When Pulitzer Prize winner Geraldine Brooks came to live on Martha's Vineyard in 2006, she ran across a map by the island's native Wampanoag people that marked the birthplace of Caleb, the first Native American graduate of Harvard College--in 1665. Her curiosity piqued, she unearthed and fleshed out his thin history, immersing herself in the records of his tribe, of the white families that settled the island in the 1640s, and 17th-century Harvard. In Caleb's Crossing, Brooks offers a compelling answer to the riddle of how--in an era that considered him an intellectually impaired savage--he left the island to compete with the sons of the Puritanical elite. She relates his story through the impassioned voice of the daughter of the island's Calvinist minister, a brilliant young woman who aches for the education her father wastes on her dull brother. Bethia Mayfield meets Caleb at twelve, and their mutual affinity for nature and knowledge evolves into a clandestine, lifelong bond. Bethia's father soon realizes Caleb's genius for letters and prepares him for study at Harvard, while Bethia travels to Cambridge under much less auspicious circumstances. This window on early academia fascinates, but the book breathes most thrillingly in the island's salt-stung air, and in the end, its questions of the power and cost of knowledge resound most profoundly not in Harvard's halls, but in the fire of a Wampanoag medicine man.

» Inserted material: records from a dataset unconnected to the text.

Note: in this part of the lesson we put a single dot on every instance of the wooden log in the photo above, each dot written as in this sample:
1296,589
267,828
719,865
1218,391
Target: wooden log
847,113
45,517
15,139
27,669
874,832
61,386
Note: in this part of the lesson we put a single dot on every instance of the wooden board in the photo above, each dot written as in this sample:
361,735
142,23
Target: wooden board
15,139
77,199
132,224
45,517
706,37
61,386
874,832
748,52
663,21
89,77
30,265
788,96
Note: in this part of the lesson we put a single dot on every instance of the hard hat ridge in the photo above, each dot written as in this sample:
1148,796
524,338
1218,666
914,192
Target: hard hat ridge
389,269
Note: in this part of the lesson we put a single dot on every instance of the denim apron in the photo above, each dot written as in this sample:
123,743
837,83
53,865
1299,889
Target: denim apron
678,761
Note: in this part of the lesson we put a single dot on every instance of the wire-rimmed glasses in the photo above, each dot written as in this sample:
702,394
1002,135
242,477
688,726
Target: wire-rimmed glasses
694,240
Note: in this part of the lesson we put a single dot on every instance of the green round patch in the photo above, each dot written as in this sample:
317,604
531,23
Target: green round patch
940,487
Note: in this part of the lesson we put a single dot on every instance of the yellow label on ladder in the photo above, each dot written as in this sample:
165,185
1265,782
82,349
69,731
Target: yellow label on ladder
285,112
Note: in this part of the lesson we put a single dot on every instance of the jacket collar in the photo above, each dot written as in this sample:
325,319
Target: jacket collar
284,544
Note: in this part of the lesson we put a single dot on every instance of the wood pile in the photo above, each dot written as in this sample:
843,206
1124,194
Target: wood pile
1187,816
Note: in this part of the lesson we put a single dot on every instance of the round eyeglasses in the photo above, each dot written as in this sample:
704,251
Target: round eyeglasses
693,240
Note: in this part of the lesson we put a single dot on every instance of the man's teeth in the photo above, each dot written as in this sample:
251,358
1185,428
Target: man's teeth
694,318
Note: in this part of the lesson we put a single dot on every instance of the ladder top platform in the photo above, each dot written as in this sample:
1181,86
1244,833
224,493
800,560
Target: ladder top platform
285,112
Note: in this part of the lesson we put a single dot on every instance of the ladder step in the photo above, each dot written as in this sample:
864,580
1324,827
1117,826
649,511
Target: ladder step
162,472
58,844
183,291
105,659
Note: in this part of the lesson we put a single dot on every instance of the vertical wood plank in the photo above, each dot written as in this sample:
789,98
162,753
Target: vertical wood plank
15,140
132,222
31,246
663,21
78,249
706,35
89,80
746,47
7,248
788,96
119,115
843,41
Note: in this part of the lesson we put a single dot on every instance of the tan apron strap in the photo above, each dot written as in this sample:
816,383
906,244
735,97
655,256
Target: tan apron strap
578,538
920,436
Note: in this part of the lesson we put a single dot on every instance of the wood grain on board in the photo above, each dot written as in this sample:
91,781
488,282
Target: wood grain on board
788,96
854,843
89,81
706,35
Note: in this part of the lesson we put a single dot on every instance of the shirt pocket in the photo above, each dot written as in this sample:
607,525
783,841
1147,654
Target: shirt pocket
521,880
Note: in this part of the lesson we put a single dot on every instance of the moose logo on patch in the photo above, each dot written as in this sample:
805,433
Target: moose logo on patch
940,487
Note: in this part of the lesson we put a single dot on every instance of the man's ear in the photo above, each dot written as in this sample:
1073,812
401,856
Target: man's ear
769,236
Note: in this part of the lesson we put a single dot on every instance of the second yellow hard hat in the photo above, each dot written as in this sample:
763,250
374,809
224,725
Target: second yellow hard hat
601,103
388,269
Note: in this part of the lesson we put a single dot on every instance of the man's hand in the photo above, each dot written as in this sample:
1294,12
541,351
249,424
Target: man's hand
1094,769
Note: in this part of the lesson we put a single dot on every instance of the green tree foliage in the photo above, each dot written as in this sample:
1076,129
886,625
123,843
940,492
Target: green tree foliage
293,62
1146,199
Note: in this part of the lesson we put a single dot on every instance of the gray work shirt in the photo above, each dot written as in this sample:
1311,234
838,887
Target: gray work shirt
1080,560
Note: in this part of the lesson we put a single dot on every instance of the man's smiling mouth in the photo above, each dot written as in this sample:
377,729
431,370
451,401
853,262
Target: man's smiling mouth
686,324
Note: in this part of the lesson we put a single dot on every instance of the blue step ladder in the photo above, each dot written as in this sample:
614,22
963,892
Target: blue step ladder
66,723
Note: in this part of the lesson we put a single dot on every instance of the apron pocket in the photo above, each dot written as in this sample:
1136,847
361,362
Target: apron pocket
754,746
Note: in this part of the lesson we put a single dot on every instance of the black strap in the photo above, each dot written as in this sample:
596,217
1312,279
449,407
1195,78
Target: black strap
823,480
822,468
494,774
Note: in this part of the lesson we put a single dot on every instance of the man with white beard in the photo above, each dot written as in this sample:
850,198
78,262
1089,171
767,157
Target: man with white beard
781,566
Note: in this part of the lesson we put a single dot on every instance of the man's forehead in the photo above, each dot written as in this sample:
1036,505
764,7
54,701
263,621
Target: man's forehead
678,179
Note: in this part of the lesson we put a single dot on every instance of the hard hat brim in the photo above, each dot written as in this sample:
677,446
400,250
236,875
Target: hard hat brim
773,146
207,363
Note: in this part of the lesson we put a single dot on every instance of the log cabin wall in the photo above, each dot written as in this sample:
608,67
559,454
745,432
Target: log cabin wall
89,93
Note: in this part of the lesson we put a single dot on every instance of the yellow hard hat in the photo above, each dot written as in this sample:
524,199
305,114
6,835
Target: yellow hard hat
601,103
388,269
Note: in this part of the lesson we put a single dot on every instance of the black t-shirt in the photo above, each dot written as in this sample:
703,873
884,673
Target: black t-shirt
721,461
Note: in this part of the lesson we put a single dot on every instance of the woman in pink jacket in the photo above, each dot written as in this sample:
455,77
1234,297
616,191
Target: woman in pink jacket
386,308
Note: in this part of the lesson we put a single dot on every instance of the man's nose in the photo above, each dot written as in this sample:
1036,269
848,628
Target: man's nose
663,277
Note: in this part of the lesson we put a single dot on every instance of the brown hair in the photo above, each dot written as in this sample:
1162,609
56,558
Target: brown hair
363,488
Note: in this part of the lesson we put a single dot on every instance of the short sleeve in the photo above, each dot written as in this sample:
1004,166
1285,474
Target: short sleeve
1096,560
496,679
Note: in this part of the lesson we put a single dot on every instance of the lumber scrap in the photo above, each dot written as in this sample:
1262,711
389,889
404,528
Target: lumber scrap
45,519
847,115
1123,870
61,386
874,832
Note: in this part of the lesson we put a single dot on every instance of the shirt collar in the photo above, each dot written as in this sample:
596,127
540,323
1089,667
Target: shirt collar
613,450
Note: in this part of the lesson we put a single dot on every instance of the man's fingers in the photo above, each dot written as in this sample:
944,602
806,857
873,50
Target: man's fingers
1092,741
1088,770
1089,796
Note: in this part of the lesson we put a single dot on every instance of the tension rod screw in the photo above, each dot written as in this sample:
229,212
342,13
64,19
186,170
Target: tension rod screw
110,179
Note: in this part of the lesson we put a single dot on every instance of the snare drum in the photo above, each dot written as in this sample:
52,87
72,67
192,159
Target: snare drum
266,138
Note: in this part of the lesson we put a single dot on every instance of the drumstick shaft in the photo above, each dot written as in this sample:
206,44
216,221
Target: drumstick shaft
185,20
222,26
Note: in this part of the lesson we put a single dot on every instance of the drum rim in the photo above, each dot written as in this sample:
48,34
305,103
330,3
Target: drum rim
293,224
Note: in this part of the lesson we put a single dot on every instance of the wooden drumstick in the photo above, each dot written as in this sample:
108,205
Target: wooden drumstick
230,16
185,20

Caleb's Crossing was selected for the "One Book, One San Diego" program in 2013 and was an Amazon Best Book of the Month in May 2011.
About Geraldine Brooks
Geraldine Brooks is the author of the novels Caleb's Crossing, People of the Book, March (which won the Pulitzer Prize for Fiction in 2006) and Year of Wonders. She has also written two works of non-fiction: Nine Parts of Desire, based on her experiences among Muslim women in the Mideast, and Foreign Correspondence, a quirky memoir about an Australian childhood enriched by pen pals around the world and her adult quest to find them. Brooks started out as a reporter in her hometown, Sydney, and went on to cover conflicts as a Wall Street Journal correspondent in Bosnia, Somalia, and the Middle East. She now lives on Martha's Vineyard in Massachusetts with her husband Tony Horwitz, two sons, a horse named Butter and a dog named Milo.